Quote from a news article:
Shoppers who come out on Christmas Eve, on the other hand, were either waiting for the biggest discounts or they didn’t have the money to spend earlier, she said. Or they just tend to dilly-dally.
While many Black Friday shoppers relish the hunt, last-minute buyers are harried and focused on getting things done.
And true to stereotype, they are mostly men, said Dan Jasper, spokesman for Mall of America in Bloomington, Minn.
via Christmas Eve work shutdown to spell mobbed malls – Yahoo! News.
There is something freeing about moving the week before Christmas and only spending one week wondering and worrying about what to give as Christmas gifts. There’s not really any question whether I could get a better price if I waited. There’s not as much feeling as if I have to “do it all” or “buy it all” Right Now, dragging me through the month of December.

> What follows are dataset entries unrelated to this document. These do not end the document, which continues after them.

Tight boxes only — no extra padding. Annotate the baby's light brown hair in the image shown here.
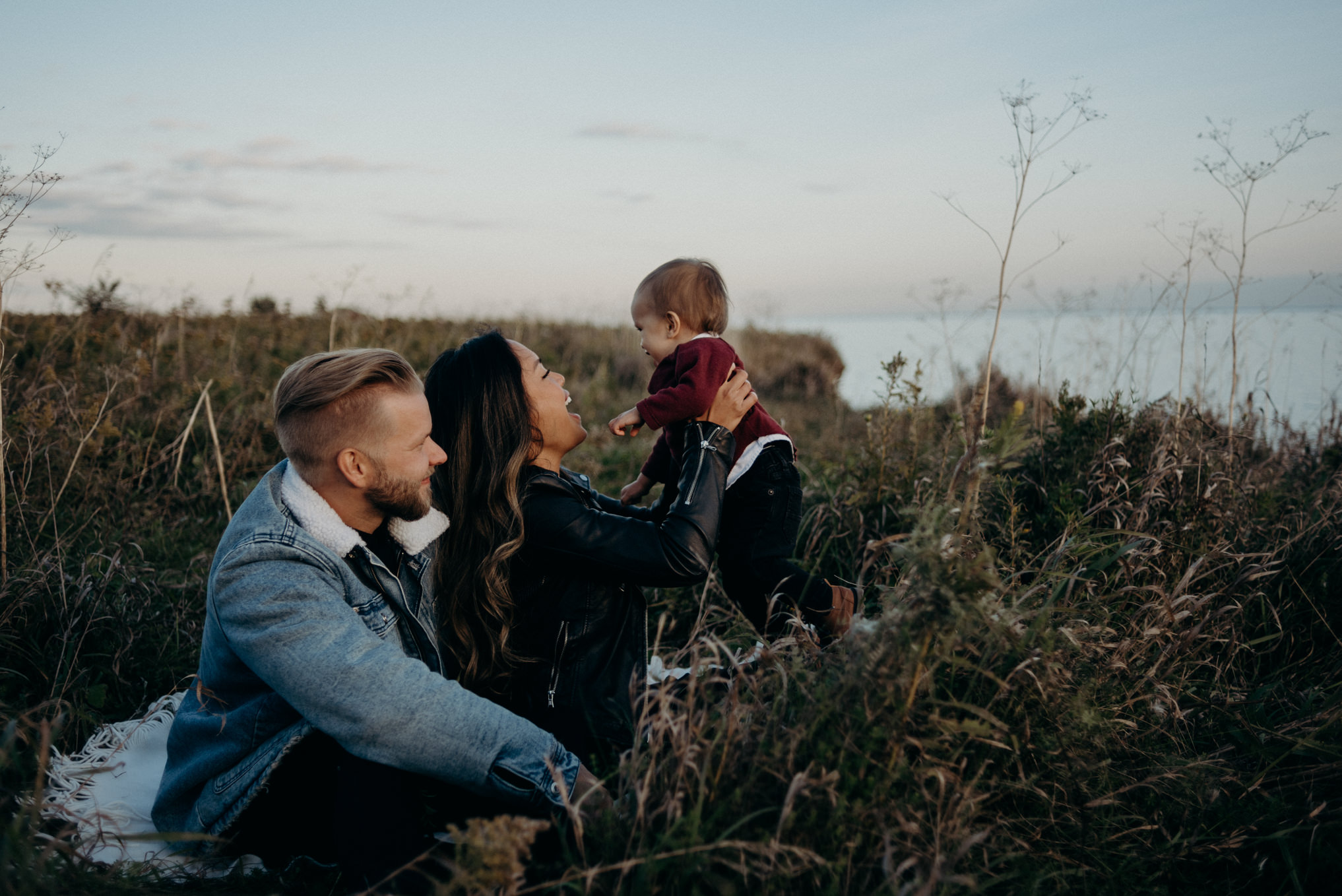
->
[635,259,730,335]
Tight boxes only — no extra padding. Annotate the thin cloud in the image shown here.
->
[243,134,298,154]
[42,191,283,240]
[149,118,209,130]
[576,121,686,139]
[172,137,405,174]
[145,187,288,210]
[597,189,653,204]
[387,212,503,231]
[87,161,135,177]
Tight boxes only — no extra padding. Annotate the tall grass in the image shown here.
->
[0,304,1342,893]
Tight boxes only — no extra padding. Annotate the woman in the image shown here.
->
[426,333,755,766]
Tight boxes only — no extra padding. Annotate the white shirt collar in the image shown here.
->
[279,463,448,557]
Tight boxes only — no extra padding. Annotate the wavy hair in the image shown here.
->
[424,330,536,693]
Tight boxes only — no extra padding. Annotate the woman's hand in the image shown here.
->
[606,408,643,436]
[698,365,759,430]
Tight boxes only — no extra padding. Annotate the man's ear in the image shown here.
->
[336,448,374,491]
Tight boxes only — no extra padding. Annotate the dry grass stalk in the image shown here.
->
[173,379,214,488]
[199,385,234,522]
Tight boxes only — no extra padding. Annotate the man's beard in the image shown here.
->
[365,461,430,521]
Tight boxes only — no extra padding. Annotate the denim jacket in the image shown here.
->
[153,461,579,834]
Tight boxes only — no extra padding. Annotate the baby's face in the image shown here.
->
[629,294,683,364]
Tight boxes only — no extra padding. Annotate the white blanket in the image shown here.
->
[42,691,261,878]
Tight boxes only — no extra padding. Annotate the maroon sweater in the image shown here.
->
[636,336,788,483]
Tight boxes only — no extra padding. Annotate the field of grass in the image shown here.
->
[0,309,1342,896]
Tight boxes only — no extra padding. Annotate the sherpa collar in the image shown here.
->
[279,463,448,557]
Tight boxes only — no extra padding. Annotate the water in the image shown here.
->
[771,306,1342,426]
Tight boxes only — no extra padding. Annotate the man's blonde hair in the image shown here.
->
[275,349,424,472]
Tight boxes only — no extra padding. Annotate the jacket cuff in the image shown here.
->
[488,738,581,810]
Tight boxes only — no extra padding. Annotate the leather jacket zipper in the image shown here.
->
[684,425,717,504]
[369,552,443,669]
[548,620,569,709]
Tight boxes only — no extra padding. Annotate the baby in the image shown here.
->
[609,259,854,635]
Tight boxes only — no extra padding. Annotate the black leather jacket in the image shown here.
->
[509,422,736,761]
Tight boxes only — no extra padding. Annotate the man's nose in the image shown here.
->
[428,439,447,466]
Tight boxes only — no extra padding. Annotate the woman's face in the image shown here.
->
[509,339,587,471]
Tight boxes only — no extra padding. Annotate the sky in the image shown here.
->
[0,0,1342,321]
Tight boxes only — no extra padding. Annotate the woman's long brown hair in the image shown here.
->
[424,330,534,693]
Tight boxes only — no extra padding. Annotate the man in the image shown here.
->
[153,349,604,884]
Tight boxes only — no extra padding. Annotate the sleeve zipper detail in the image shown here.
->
[548,620,569,709]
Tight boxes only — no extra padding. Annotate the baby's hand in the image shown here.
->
[612,474,653,504]
[606,408,647,437]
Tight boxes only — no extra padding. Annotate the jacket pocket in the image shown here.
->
[352,594,396,639]
[545,620,569,709]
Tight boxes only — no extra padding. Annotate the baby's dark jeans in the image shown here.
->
[718,441,833,633]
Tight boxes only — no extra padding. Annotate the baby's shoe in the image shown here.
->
[801,582,858,637]
[820,582,858,637]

On the other hand, “Gee, the traffic is horrific.” It’s almost like driving in China except that people mostly follow rules, and stay in their own lane, walk across the street at intersections, and honk a lot less. Okay, I guess it’s not too much like driving in China after all, except for no parking spaces left and being almost bumper-to-bumper with the car in front and behind me.
Then, when I get in the store, the pickings are a little slim. What’s left are the boxes that other shoppers have opened and peeked in to see just exactly what that set of 12 glasses looks like. Of course, then I too have to open the box and see if all the glasses are in there, in good condition. Confirming that they are all there, intact, I notice one untampered box of the same glasses at the back of the shelf, so I shove aside the box with the “confirmed quality” in favor of the “unopened” quality. Logical Me asks, “Does this make sense? Wouldn’t it be more logical to buy the glasses that are confirmed intact?” My Inner Brat answers back, “Just shut up. This one looks better.” You’d think my Inner Brat learned nothing in China.
Standing in a controlled line at the checkstands that would impress even the government of the PRC, I watch a bewildered old man wander through the one weak point and walk directly to a cashier who politely points out that there is a line. He walked away from her, seeming confused, and went straight to another cashier, who cheerfully offered to ring up his purchase.
Inner Brat: Nice act, if you are old enough to pull it off.
Logical Me: He’s old and confused, knock it off.
Inner Brat: Sure he is. I wonder if when I’m 87 I’ll be able to pull that off.
Logical Me: You are such a brat.
Inner Brat: That’s my name, don’t wear it out.
Tomorrow is Christmas Eve. Mr. Hot Stuff goes shopping on purpose every year on Christmas Eve. He says it’s tradition. Interestingly, I always had the impression that traditions were supposed to be fun. Personally I think it’s an I’m-going-crusading-for-the-best-gifts-and-I-will-kill-all-the-bad-guys-and-the-evil-dragons-guarding-the-treasure man kind of thing, like football on Thanksgiving. What better way to celebrate a holiday than with a fierce feeling of victory? Me? I hope I can stay within a two mile radius of home.